Keith Leung, KPMG
Terry Liu, KPMG
In April 2024, the International Accounting Standards Board released IFRS 18, Presentation and Disclosure in Financial Statements, to replace the existing standards of IAS 1, Presentation of Financial Statements. IFRS 18 is expected to significantly change how financial statements are presented, particularly the income statement and the level of disclosures. Importantly, IFRS 18 was developed in response to investors' requests for improved disaggregation and comparability of information in the financial statements, enhancing their understanding of an organization’s performance both independently and relative to its peer group. The new standard is also anticipated to bridge some non-GAAP performance measures used by entities to explain their financial performance beyond the financial statements.
Some of the key impacts of IFRS 18 include:
- Classification of income and expenses into three new categories – operating, investing and financing. The operating category will generally capture income and expenses arising from the organization’s main business activities. The investing category includes the performance results of the organization’s associates and joint ventures, as well as assets that generate a return largely independent of other resources and returns on cash and cash equivalents. The financing category includes returns on liabilities related to raising funds, and interest expense on these liabilities and other financial liabilities, such as lease liabilities.
- The main business activities of the organization impact the classification of income and expenses – careful analysis of an organization’s revenue streams is necessary to appropriately classify income and expenses. This analysis could differ for the same organization depending on the level at which financial statements are being prepared – consolidated versus standalone.
- Present analysis of operating expenses either by nature, by function or on a mixed basis on the face of the income statement with corresponding disclosures.
- The income statement will include two new subtotals, including Operating Profit or Loss and Profit or Loss Before Financing and Income Tax, aimed to present separately the various categories of income and expense.
- Disclosures about management’s defined performance measures (MPMs) in the financial statements include certain non-GAAP performance measures. MPMs are subtotals of income and expense used in public disclosures to communicate management’s view of the entity’s financial performance. As MPMs will be disclosed in the financial statements, they will be subject to audit.

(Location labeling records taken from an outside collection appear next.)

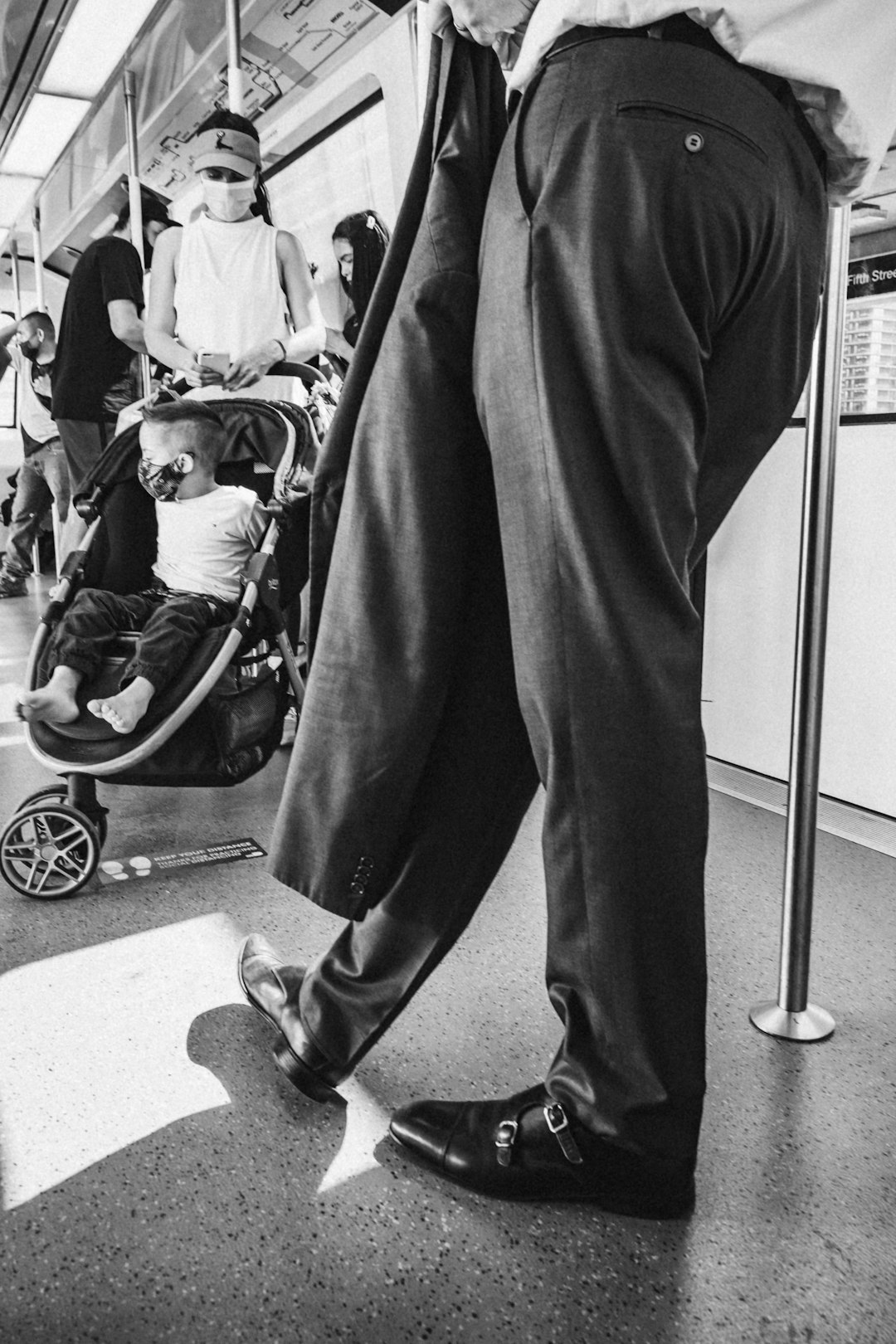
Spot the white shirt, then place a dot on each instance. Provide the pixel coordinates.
(229, 297)
(204, 543)
(35, 417)
(839, 56)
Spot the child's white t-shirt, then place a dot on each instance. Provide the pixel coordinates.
(204, 543)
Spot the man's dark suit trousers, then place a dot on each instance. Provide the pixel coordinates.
(650, 270)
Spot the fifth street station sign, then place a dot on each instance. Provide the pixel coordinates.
(872, 275)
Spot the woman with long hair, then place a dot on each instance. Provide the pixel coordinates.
(359, 244)
(231, 296)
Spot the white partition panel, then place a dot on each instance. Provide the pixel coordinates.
(751, 613)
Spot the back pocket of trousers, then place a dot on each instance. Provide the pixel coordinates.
(689, 121)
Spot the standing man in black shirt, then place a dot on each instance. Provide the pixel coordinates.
(101, 329)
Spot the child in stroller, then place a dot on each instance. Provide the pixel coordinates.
(219, 718)
(203, 548)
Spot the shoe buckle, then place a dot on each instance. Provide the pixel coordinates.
(504, 1140)
(559, 1127)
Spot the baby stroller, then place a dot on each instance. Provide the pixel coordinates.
(221, 718)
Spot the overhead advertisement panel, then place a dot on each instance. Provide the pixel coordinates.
(281, 54)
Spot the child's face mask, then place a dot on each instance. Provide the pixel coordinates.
(164, 481)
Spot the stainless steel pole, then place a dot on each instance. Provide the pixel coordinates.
(793, 1016)
(38, 260)
(134, 195)
(17, 277)
(234, 60)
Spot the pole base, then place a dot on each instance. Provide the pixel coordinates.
(811, 1025)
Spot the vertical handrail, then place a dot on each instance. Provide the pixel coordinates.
(134, 197)
(793, 1016)
(236, 100)
(17, 277)
(38, 260)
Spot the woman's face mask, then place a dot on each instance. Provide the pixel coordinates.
(164, 481)
(229, 201)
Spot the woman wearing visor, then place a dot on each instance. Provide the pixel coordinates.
(231, 296)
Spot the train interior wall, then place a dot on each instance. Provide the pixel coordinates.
(160, 1181)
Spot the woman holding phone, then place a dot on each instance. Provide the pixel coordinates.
(231, 296)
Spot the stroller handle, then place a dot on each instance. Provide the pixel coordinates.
(285, 368)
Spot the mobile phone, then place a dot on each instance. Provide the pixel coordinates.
(221, 363)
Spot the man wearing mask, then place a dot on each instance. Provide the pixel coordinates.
(100, 332)
(30, 346)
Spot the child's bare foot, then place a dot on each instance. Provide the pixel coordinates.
(125, 710)
(50, 704)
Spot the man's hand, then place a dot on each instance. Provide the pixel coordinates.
(247, 368)
(199, 375)
(481, 21)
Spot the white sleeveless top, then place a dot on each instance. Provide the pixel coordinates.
(229, 297)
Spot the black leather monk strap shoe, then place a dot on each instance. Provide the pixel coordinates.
(527, 1147)
(271, 988)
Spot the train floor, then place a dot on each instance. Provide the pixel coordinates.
(162, 1181)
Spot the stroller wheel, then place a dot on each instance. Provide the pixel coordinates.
(49, 851)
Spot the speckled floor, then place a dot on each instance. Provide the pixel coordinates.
(160, 1181)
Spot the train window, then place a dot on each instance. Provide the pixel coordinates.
(8, 385)
(340, 171)
(869, 340)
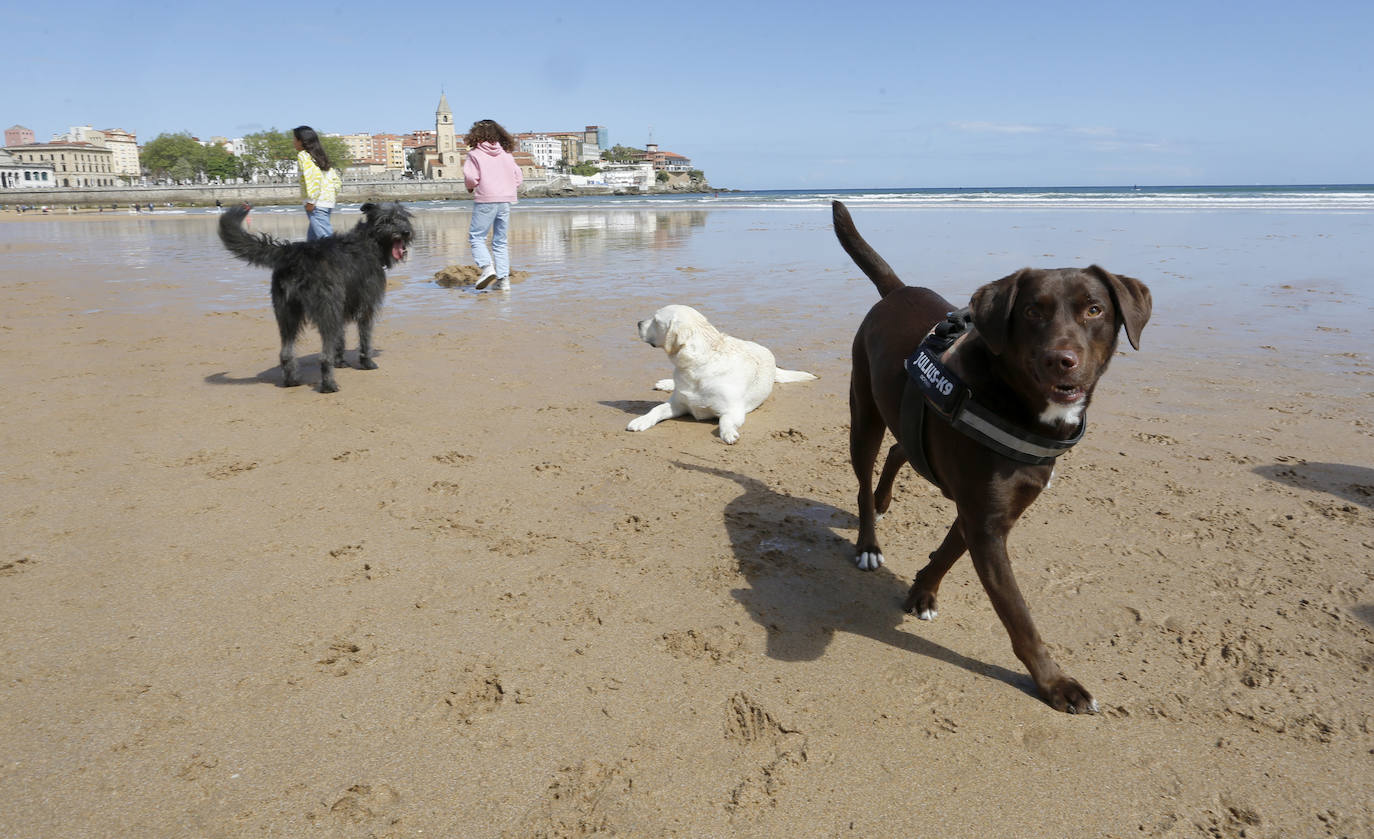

- Introduce the principles of aggregation versus disaggregation of information in order to determine the appropriate level of detail to provide in the primary financial statements and notes.
The adoption of IFRS 18 is expected to have downstream effects that are beyond the finance function. Organizations should consider taking a proactive approach and assess the degree to which they will be impacted:
New judgements and assessments
An organization will need to apply significant judgment to assess what constitutes its main business activities, as this can impact the category to which income and expenses belong, along with the appropriate levels of aggregation and disaggregation. This could be particularly challenging for large organizations that have diverse operations and extensive reporting requirements (i.e. issuing consolidated versus standalone financial statements).
Changes to processes and systems
IFRS 18 can bring fundamental changes to the financial reporting function, specifically around the way that financial data is captured, processed, gathered and presented. This would require organizations to review charts of accounts, update transaction recording systems, revise financial reporting (e.g. consolidation) processes, add new data points or disclosures, or design revised control procedures to ensure compliance.
Organizations will also need to develop a process to capture and analyze key performance indicators (KPIs) to the extent that any MPMs are disclosed in the financial statements. Some organizations may need to make significant investments to update their existing software to ensure compatibility with future financial reporting requirements.
Changes to contractual arrangements linked to financial performance
An organization’s existing contractual arrangements, such as employee compensation plans, bonus schemes, covenant tests or performance-based contracts, may be tied to certain subtotals or figures currently presented in the financial statements. In adopting IFRS 18, organizations will need to determine whether amendments to such contractual arrangements are necessary and assess any implications.
Communicating to investors and other interested and affected parties and next steps
The annual report is a key component of an organization’s communication with its stakeholders, and it is common for organizations to use non-GAAP performance measures, such as adjusted operating profit or adjusted EBITDA, to measure business performance. IFRS 18 may also cause companies to revisit the non-GAAP performance measures typically discussed in the front half of their annual reports. Companies should assess how IFRS 18 will affect their KPIs and consider developing transitional KPIs that bridge the gap between the old and new reporting standards. This approach can help maintain consistency in performance evaluation and external reporting during the transition period.
IFRS 18 is effective from January 1, 2027, and is applied retrospectively. For organizations with calendar fiscal year-ends, the required changes to systems, processes and controls should be in place from January 1, 2026. Organizations will be required to present the new income statement categories and subtotals in the interim financial statements in the first year of applying IFRS 18.
Educating investors and other stakeholders on the impacts of IFRS 18 will be critical as it is expected that most financial statements will see drastic changes. The involvement of investor relations professionals early in the adoption process will be important to assist stakeholders in navigating the standard’s complexities and avoid potential misinterpretations.
Keith Leung, CPA, CA is a Senior Manager, Accounting Advisory Services, and Terry Liu, CPA is Partner, Accounting Advisory, for KPMG LLP in Canada.